Sempre morei à beira da L-2 e, dali, via um campo com árvores retorcidas, de folhas gordas e cascas grossas. Passava entre elas em direção ao Lago estendido por trás das poucas embaixadas de então. Hoje, alguns monstros da arquitetura trivial me espantam e desgostam.
Via-se, naqueles tempos, pouca gente nas ruas como se o cidadão fosse proibido de andar por sua cidade. Os poucos carros deixavam, à noite, as avenidas desertas. É nessa Brasília que ainda moro, meu caro amigo.
A outra Brasília que me obriga a expor meu corpo não se conforma à que tenho na mente e na memória. Na Brasília dos sonhos, da fantasia, da utopia, unia-nos a singeleza da arte, o silêncio monumental do Planalto, a rudeza aparente do Cerrado, verde, seco, vermelho, poeirento, dependendo da época. Parte do Brasil selvagem e selvático advertia o cidadão a retornar às origens e prospectar o futuro. Continuo a morar nessa primeira e primitiva cidade.

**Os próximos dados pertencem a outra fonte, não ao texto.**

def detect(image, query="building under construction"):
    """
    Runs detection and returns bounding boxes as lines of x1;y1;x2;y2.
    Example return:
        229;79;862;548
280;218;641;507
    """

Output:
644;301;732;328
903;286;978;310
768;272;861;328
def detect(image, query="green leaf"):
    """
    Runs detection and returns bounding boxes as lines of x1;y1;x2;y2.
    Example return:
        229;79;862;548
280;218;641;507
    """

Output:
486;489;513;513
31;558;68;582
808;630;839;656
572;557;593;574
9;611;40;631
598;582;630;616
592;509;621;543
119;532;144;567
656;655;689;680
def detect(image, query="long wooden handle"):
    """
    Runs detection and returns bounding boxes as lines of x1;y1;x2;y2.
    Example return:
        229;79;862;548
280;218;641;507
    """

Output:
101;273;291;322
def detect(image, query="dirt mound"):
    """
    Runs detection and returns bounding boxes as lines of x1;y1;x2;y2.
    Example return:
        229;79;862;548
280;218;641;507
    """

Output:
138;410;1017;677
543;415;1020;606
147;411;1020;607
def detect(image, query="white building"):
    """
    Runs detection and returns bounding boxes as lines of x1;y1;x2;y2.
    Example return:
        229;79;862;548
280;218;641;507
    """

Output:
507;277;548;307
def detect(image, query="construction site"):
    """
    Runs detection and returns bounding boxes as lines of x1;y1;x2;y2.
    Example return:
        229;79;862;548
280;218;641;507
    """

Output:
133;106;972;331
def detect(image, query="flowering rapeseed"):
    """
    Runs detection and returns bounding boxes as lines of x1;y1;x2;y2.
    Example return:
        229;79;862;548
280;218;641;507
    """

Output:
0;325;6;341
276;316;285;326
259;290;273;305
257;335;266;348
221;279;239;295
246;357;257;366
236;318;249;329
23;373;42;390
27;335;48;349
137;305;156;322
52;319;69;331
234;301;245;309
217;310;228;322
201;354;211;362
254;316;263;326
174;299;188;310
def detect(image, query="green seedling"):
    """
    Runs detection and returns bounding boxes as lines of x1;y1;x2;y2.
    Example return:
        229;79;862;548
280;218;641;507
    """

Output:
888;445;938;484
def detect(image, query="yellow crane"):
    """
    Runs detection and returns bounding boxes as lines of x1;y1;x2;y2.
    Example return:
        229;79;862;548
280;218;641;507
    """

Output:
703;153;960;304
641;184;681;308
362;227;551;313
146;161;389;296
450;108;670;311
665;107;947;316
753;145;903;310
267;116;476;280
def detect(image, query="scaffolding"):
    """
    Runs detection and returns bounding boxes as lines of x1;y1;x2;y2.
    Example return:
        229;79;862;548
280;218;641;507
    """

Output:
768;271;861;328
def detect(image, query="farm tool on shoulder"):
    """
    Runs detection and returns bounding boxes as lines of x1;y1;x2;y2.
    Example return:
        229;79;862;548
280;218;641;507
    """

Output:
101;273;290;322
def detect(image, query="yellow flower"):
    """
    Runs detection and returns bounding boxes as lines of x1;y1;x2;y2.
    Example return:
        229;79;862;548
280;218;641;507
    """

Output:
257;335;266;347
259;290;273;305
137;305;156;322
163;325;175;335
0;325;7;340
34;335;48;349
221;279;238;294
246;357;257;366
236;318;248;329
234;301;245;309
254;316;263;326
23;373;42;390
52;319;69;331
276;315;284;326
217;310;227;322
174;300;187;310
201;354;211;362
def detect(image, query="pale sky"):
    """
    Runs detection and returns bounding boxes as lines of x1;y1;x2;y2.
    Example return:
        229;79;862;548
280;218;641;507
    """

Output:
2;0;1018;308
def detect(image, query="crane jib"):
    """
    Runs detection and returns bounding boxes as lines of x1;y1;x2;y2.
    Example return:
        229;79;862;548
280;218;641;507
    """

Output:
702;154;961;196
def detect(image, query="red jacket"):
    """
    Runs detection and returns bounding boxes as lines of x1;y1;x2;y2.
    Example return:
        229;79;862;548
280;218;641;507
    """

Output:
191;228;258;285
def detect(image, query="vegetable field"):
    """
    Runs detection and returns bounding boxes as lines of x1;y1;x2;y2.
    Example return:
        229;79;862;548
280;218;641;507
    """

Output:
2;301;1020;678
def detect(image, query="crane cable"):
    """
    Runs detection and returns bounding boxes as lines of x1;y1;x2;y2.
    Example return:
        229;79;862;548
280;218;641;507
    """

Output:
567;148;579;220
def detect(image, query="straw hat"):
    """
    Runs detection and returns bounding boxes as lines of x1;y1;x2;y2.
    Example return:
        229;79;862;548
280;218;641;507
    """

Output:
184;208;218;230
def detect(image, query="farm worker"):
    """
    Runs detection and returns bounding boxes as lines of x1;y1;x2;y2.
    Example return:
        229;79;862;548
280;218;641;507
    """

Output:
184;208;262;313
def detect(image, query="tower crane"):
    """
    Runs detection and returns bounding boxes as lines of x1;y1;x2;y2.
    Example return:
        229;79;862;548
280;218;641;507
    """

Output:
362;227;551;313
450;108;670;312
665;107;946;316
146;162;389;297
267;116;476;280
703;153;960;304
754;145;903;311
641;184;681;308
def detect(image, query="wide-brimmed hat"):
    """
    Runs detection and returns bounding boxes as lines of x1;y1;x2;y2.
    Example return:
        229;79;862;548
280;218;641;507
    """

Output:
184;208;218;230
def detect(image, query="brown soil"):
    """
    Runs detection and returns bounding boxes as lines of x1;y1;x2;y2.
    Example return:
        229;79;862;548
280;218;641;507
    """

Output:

Não me encanto com os golpes enfurecidos do progresso a que submetem Brasília. Sou anti-pós-moderno. Brasília nasceu moderna e não precisa modernizar. Ela é um monumento artístico e arquitetônico tombado para viver na história. Os que a degradam com a adaptação da cidade à superpopulação e à invasão do automóvel atropelaram a própria mente e enterram dia a dia o sonho de uma cidade-parque.
É o cidadão e todos os seus equipamentos que devem modernizar-se e adaptar-se à cidade. Vivo na Brasília das árvores milenares testemunhas da velhice da Terra.
A outra Brasília, a das empreiteiras, dos viadutos, dos estacionamentos, do mau gosto, dos puxadinhos, da esculhambação arquitetônica, das negociatas, dos compromissos e barganhas, merece de mim desprezo e um silêncio socrático.